Devemos ser zelosas com o bebê e não devemos deixar de nos cuidar, devemos cuidar integralmente da criança mas precisamos trabalhar fora.
Devemos abdicar da vida que passou, escolher uma nova forma de viver e romper radicalmente com tudo que esteja distante do que foi idealizado como a maternidade perfeita.
Para mim, uma mulher em recuperação, as ruminações em torno da maternidade são diárias. De hora em hora me deparo com alguma autocrítica.
“A maternidade deve ser uma das mais lindas experiências que podemos viver.” Essa máxima poderia até se encaixar em um mundo onde não perdemos nosso senso comunal, onde as jornadas de trabalho são justas e equitativas, assim como o cheque mensal, onde vibramos igualdades e não estamos perdidas na imensa sobrecarga demandada para desempenhar o papel de mãe.
Em um mundo onde a licença maternidade não dura mais que alguns meses seria injusto exigir que todas as mulheres correspondam às ideais expectativas de uma sociedade que tende a nos exaurir.
Comungo com aquelas que apesar das limitadas opções, lutam com unhas e dentes por sua prole, mas comungo da mesma forma com aquelas que muitas vezes simplesmente não podem. Não podem atender aos pedidos e desejos incansáveis, de um modelo de vida enlatado e injusto.
Somos essas que para além da maternidade, lidamos com questões internas, conflitos e necessidade de enfrentamento diário de nós mesmas.
Nós que achávamos em uma garrafa nosso alívio, sentíamos falta do sentimento de comunidade. A solidão é um lugar comum na vida de um alcoólico, e quando se trata de uma mulher, aprofunde a métrica três vezes. Rotina doméstica, sobrecargas diárias e ajuda escassa, o combo perfeito para amargurar a solidão em um copo.
As pressões da sociedade para corresponder às expectativas da maternidade perfeita podem nos levar a lugares obscuros. A sobrecarga de responsabilidades, a falta de apoio e a sensação de isolamento levava-nos a procurar alívio no álcool.

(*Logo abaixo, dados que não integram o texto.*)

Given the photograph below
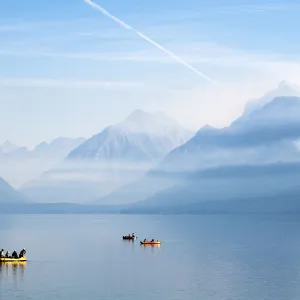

Esse modelo socioeconômico, baseado na lógica do capital, nos assegura que o melhor caminho é o da individualização e foco na produção. Submetendo-nos a uma prisão solitária, procuramos dia após dia preencher nossos vazios com o que a publicidade nos oferece. Buscamos incansavelmente sanar nossas dores consumindo coisas, produzindo, adoecendo nossos corpos e no final só procuramos alívio.
É importante porém, perceber, que a nossa força e existência vão além da nossa maternagem, de nossas rotinas diárias exaustivas e dessas caixas que tentam nos colocar.
Re(e)sistimos quando nos unimos a outras mulheres para falar sobre nossas dores, dificuldades, acertos. Enfrentamos esse modelo que aprisiona e isola quando resolvemos por abraçar outras mulheres, ouvir suas histórias, chorar junto com elas, chorar também nossas próprias dores e prontamente receber acolhimento.
Re(e)sistimos quando aceitamos a coletividade e a união ao invés dos espaços de exclusão que ainda nos são relegados. Não é fácil ressignificar essa nossa existência, mas estamos vendo isso acontecer dia após dia, um dia de cada vez.